I'm not trained in philosophy, and what I read from this was directly from wikipedia:
>In inductive reasoning, one makes a series of observations and infers a new claim based on them. For instance, from a series of observations that a woman walks her dog by the market at 8am on Monday, it seems valid to infer that next Monday she will do the same, or that, in general, the woman walks her dog by the market every Monday. That next Monday the woman walks by the market merely adds to the series of observations, it does not prove she will walk by the market every Monday. First of all, it is not certain, regardless of the number of observations, that the woman always walks by the market at 8am on Monday. In fact, Hume would even argue that we cannot claim it is "more probable", since this still requires the assumption that the past predicts the future. Second, the observations themselves do not establish the validity of inductive reasoning, except inductively.
Regarding this example, what do you call the fact that a person making a guess about the women walking her dog every monday ends up being right about 95% of the time? Hume says it can't be more probable, yet by that person's observation alone it actually turned out to be probable that she would walk her dog every monday until the woman's dog died. Is it called 'luck'?
Hume wasn't a statistician, he didn't understand how well we can model reality and predict things.

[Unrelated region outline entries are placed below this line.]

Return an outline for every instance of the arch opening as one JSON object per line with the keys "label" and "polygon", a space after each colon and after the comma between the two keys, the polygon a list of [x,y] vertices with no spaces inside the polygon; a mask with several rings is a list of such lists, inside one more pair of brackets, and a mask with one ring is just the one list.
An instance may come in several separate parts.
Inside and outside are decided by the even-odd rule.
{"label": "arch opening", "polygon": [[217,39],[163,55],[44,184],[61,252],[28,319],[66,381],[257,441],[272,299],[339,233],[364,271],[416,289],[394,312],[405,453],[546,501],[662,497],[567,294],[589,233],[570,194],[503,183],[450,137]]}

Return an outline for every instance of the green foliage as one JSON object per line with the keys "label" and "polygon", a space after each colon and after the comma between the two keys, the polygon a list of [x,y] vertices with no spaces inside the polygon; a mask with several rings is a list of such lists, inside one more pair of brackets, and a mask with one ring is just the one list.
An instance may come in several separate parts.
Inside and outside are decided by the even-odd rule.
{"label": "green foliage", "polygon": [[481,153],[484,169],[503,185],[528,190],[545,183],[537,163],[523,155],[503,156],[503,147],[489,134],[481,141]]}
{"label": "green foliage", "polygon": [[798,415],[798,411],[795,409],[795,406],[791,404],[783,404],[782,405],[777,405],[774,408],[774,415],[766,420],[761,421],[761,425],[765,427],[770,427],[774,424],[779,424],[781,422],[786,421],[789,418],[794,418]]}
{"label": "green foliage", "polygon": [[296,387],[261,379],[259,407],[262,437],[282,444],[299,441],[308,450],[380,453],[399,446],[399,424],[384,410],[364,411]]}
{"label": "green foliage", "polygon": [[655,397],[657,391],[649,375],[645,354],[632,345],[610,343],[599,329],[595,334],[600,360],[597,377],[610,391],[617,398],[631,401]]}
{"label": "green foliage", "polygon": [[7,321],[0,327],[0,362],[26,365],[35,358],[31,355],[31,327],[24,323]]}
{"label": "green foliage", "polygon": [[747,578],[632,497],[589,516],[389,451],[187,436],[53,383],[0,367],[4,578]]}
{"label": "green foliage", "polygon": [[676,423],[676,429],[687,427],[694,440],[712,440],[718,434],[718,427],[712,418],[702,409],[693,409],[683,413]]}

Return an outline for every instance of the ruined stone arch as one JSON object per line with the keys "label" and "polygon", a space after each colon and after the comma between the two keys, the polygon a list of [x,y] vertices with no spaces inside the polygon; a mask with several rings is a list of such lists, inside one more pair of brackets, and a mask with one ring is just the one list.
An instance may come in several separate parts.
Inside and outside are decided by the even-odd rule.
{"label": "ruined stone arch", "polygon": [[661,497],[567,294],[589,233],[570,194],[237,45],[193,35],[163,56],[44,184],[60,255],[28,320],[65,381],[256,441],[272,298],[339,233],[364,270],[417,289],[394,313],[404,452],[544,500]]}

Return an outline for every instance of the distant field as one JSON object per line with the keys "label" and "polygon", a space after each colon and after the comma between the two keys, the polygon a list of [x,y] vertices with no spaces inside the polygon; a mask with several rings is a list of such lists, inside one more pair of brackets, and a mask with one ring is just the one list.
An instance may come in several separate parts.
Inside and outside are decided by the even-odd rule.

Philosophically arguing against facts is pointless. I'm sure some anon here can give a metaphysical argument for why gravity isn't real
If it happens that you flip a coin every day, and by some stroke of chance, it has turned up heads every time you flipped it before, that doesn't mean tails is less likely on the next flip. The actual chance is independent of observed chance.
Don't know what you mean by 2^d but what I'm trying to add here is that you're working with an initial premise, and at that point -in the present- you would be right to say that we cannot know, but suppose an idiot would have said that he never would have gotten tails because he never got tails before, and then on he ends up not getting tails ever and the idiot was correct, and this was based on his observation.
Something I would like to say is that casuality would be the IRL exmaple of this.
Everything has been found to have a cause thus far.
Deductive reasoning based on a logically certain conclusion
Inductive reasoning can only ever at most be based on something being highly probable
In the simplest terms:
1+1=2 is deductive
The sun will rise tomorrow, because it has risen every other day is inductive
>what do you call the fact that a person making a guess about the women walking her dog every monday ends up being right about 95% of the time?
that you live in the past in order to live in the future, therefore that you are a nihilist
>In fact, Hume would even argue that we cannot claim it is "more probable", since this still requires the assumption that the past predicts the future.
> the assumption that the past predicts the future.
What is wrong with making that assumption?
It's just as probable that a coin will land heads up everytime in a sequence of flips as any other sequence of heads or tails
Assuming a fair coin, and the last 5 flips returning heads, what is the probability of the next flip being heads?
Yea, I mean I'm just fucking with you.
>Regarding this example, what do you call the fact that a person making a guess about the women walking her dog every monday ends up being right about 95% of the time?
Meaningless, since it doesn't allow you to accurately predict the future.
You could be 100% right and that would still not be a guarantee that it will happen in the future
Congrats for understanding literally none of Hume's argument.
You are not alone though. To this day fuckers still think that Hume was a skeptic. He wasn't. The "problem" of induction is Hume demonstrating that humans are non-rational. It directly paved the way for Kant's discovery of the unconscious and psychology as a discipline in itself.
being a retard and not understanding anything doesn't let you dismiss hume
he's basically saying you need to run some experiment to figure out the cause, that pure observation tells you nothing about the cause
the error in reasoning is assuming day has anything to do with it. everything about this causal chain is the woman's sentiments and motivations, but you're assuming that's what those are. an actual experiment would involve questioning her and seeing if that's what she wants to do.
that's the argument that draws more attention around Hume.
The complete argument was that he wanted to emphasise that laws of nature, as exclaimed by man, should only be translated in the world of ideas, which is permanent, because the sensory world is subjective and can deceive us.
It was on this prinicple that Reason of the Enlightenment found a philosophical pillar, besides the political. Hume became the philospher of the Enlightenment's superstructure.